Simple (and fast) dices physics

Posted by Markus von Broady on Game Development See other posts from Game Development or by Markus von Broady
Published on 2012-10-01T14:51:33Z Indexed on 2012/10/01 15:54 UTC
Read the original article Hit count: 170

I'm programming a throw of 5 dices in Actionscript 3 + AwayPhysics (BulletPhysics port).

I had a lot of fun tweaking frictions, masses etc. and in the end I found best results with more physics ticks per frame. Currently I use 10 ticks per frame (1/60 s) and it's OK, though I see a difference in plus for 20 ticks.

Even though it's only 5 cubes (dices) in a box (or a floor with 3 walls really) I can't simulate 20 ticks in a frame and keep FPS at 60 on a medium-aged PC. That's why I decided to precompute frames for animation, finishing it in around 1700 ticks in 2 seconds. The flash player is freezed for these 2 seconds, and I'm afraid that this result will be more of a 5 seconds or even more, if I'll simulate multi-threading and compute frames in background of some other heavy processes and CPU drawing (dices is only a part of this game).

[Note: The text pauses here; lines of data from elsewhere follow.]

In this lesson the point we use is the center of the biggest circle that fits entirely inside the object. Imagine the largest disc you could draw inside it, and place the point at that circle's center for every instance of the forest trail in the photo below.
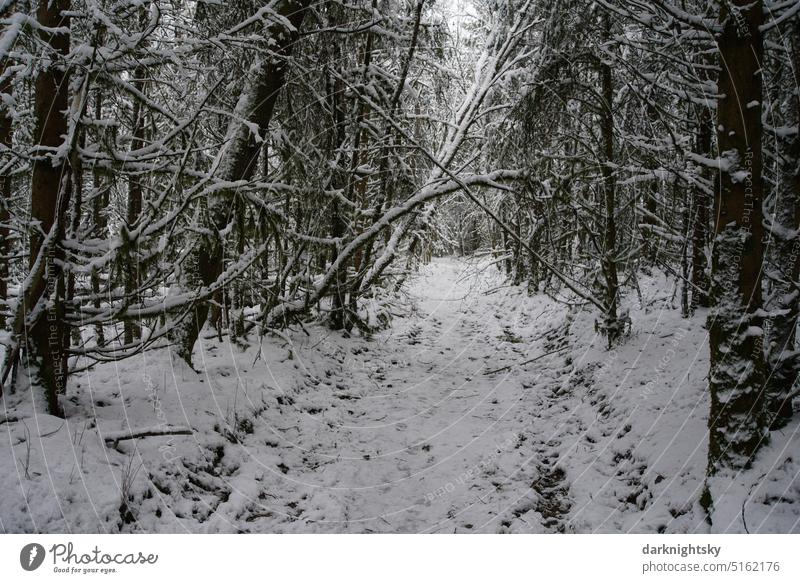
(405, 431)
(422, 440)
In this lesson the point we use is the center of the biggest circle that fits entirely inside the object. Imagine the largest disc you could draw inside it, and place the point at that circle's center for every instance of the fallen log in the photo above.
(114, 437)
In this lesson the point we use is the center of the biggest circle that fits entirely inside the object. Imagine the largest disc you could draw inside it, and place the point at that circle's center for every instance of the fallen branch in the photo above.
(115, 437)
(527, 361)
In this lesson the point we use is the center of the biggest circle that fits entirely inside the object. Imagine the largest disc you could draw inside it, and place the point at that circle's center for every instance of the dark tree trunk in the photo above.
(241, 163)
(47, 334)
(700, 227)
(737, 423)
(132, 275)
(611, 324)
(6, 129)
(783, 301)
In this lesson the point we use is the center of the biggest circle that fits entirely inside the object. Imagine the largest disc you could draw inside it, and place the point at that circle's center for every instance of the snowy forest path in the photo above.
(417, 437)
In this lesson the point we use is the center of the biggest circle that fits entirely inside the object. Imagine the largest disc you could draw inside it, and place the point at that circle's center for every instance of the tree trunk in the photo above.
(737, 423)
(132, 271)
(700, 227)
(783, 300)
(44, 308)
(256, 105)
(5, 186)
(611, 325)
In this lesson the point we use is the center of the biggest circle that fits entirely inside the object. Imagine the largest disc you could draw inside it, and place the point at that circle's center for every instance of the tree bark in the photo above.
(783, 302)
(611, 325)
(50, 190)
(258, 105)
(737, 423)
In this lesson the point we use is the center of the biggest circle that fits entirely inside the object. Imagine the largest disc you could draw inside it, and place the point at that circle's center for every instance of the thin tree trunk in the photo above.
(609, 264)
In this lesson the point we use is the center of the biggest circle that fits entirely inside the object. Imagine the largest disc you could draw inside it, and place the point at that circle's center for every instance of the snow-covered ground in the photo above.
(409, 431)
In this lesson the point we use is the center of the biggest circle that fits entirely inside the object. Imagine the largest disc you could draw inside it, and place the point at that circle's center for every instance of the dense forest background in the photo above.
(174, 169)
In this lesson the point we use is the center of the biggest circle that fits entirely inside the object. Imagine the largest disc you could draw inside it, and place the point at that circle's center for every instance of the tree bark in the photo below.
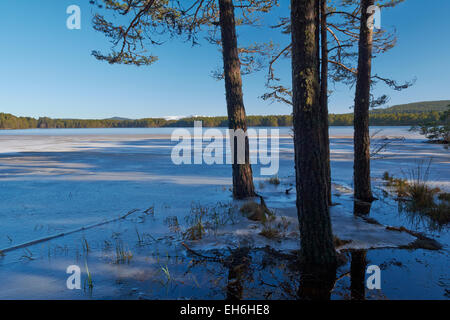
(361, 167)
(324, 96)
(358, 274)
(242, 173)
(317, 248)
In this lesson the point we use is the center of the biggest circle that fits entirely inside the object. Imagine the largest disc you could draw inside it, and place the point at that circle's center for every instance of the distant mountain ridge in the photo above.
(417, 107)
(411, 114)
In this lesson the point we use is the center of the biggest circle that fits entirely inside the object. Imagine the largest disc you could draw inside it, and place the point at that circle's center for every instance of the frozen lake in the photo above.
(56, 180)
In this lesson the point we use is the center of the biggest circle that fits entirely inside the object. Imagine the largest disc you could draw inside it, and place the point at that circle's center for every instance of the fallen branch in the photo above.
(200, 255)
(30, 243)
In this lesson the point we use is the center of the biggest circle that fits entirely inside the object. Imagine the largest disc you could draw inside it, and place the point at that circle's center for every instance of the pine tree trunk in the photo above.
(242, 173)
(324, 95)
(317, 248)
(361, 169)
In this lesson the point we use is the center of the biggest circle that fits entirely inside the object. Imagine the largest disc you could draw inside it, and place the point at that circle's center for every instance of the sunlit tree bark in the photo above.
(317, 248)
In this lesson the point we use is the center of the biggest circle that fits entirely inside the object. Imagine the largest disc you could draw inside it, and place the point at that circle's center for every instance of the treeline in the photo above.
(8, 121)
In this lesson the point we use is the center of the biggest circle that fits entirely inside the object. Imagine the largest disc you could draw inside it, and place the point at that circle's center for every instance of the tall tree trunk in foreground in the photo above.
(324, 95)
(317, 248)
(242, 173)
(361, 167)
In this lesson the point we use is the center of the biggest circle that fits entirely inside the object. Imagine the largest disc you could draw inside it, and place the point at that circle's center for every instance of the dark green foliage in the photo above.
(437, 131)
(417, 107)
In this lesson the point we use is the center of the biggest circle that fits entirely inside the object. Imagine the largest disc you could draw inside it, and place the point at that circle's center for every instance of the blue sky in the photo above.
(48, 70)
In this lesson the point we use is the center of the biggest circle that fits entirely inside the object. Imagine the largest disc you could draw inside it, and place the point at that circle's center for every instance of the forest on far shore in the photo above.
(8, 121)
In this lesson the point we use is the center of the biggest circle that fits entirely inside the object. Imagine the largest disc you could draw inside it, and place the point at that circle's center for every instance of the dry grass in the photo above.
(419, 197)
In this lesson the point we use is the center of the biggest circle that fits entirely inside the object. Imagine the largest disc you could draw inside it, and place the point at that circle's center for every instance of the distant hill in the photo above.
(416, 107)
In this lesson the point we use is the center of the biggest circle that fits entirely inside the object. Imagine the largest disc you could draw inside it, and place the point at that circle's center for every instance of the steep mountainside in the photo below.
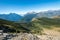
(11, 17)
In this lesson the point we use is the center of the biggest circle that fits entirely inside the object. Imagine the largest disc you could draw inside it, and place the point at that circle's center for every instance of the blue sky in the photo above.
(23, 6)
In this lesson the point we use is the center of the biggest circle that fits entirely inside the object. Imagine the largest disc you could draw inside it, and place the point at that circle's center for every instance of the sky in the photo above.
(21, 7)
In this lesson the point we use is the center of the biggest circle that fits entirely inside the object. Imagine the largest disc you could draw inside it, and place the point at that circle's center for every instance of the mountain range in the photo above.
(11, 17)
(29, 16)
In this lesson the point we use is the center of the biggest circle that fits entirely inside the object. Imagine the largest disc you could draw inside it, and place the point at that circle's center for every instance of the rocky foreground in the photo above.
(26, 36)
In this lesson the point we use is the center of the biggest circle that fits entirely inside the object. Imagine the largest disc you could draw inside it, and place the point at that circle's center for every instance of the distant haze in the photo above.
(21, 7)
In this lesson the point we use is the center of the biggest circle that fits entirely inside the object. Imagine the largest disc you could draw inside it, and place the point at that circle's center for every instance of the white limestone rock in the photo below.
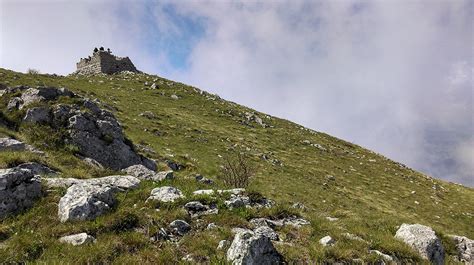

Because I want both players to see dices roll in same way, I can't compute physics when having free resources, and build a buffer for at least one throw of each type (where type is number of dices thrown). I'm afraid players will see a "preparing dices........." message too often and for too long.

I think the only solution to this problem is replacing PhysicsEngine with something simpler, or creating own physicsEngine. Do You have any formulas for cube-cube and cube-wall collision detection, and for calculating how their angular and linear velocities should change after a collision occurs?